JPEG, JPG, PNG, TIF, GIF
One (full file)
The file will not be cut, and one file will be given to the large model directly, which has a good context, but the file length depends on the length supported by the configured large model.
DOCX, EXCEL, PDF, TXT
Tag
You need to set the tag description and tag in advance, similar to Q&A. In the above analysis, set the tag library, which will automatically match the hit block and add tags.
EXCEL, CSV/TXT

The recall method is also critical

Although we have mastered how to segment documents, recalling segmented data is also a critical step. How to improve the recall accuracy of data is also a problem that needs to be solved urgently.

There are many factors that affect the accuracy of data recall. It is difficult or even impossible to solve this problem from a single aspect. Therefore, improving data accuracy requires approaching multiple aspects.

The following are some of the current mainstream methods:

1. Hybrid retrieval method‌  performs vector retrieval (semantic matching) and full-text retrieval (keyword matching) simultaneously, and merges the results through linear weighting or reverse rank fusion (RRF).
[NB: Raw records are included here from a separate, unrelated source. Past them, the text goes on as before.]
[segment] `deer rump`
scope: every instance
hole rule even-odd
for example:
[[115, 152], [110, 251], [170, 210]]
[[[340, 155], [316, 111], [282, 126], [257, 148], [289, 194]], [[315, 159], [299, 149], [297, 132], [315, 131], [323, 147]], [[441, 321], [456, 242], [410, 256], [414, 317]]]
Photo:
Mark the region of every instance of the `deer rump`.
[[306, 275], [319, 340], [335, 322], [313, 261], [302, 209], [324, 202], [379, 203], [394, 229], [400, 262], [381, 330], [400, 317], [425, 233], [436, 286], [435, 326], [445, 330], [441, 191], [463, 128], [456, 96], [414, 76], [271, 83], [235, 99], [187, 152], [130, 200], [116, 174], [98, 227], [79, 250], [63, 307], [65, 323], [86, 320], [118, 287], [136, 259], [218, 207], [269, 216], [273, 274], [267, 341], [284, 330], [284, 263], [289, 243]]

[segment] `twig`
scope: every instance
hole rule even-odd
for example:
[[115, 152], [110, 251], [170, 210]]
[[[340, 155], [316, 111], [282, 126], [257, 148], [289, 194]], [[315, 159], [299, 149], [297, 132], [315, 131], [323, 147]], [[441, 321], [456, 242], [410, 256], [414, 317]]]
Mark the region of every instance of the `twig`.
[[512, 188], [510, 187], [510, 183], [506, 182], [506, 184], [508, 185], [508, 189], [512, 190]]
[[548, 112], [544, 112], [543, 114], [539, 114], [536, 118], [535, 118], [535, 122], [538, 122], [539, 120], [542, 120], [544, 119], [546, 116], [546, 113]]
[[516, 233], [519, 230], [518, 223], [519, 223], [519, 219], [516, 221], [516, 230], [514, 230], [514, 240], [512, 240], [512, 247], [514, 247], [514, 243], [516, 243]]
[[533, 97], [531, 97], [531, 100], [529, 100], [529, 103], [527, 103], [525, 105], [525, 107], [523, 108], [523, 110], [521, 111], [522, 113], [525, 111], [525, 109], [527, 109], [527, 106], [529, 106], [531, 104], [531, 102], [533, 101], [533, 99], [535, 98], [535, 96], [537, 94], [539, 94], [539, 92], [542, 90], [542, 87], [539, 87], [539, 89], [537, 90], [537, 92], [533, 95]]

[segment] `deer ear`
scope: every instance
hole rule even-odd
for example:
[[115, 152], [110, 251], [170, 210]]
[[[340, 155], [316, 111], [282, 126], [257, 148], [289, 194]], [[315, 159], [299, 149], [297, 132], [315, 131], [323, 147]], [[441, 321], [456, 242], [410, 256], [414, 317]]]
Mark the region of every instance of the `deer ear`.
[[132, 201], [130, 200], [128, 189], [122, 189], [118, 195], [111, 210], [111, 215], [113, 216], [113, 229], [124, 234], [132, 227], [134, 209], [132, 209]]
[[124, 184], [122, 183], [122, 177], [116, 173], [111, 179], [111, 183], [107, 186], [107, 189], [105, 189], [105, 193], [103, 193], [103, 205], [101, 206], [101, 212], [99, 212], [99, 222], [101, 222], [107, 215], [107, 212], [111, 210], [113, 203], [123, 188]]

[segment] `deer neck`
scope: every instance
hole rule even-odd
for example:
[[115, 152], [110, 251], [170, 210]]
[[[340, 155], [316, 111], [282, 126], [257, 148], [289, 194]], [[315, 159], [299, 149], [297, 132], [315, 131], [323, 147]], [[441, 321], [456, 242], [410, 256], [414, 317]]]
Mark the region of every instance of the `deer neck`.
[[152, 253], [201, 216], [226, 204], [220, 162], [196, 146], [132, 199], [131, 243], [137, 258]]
Introduce a re-ranking model (such as BGE-Reranker) to re-rank the multi-way recall results and give priority to retaining highly relevant fragments‌.

2. Multi-way recall strategy:  Use multi-model parallel retrieval (such as BM25, DPR, and Embedding models) to cover matching requirements of different granularities. For complex queries, break the question into multiple sub-queries, search them separately, and merge the results.

3. Dynamic parameter adjustment‌  Set similarity threshold (such as 0.5-0.7) to filter low-correlation segments; dynamically adjust block size and recall quantity based on business feedback‌

The above method has been used in RAGFlow to enhance data recall. When using it, we can adjust and verify the relevant parameters to achieve better results.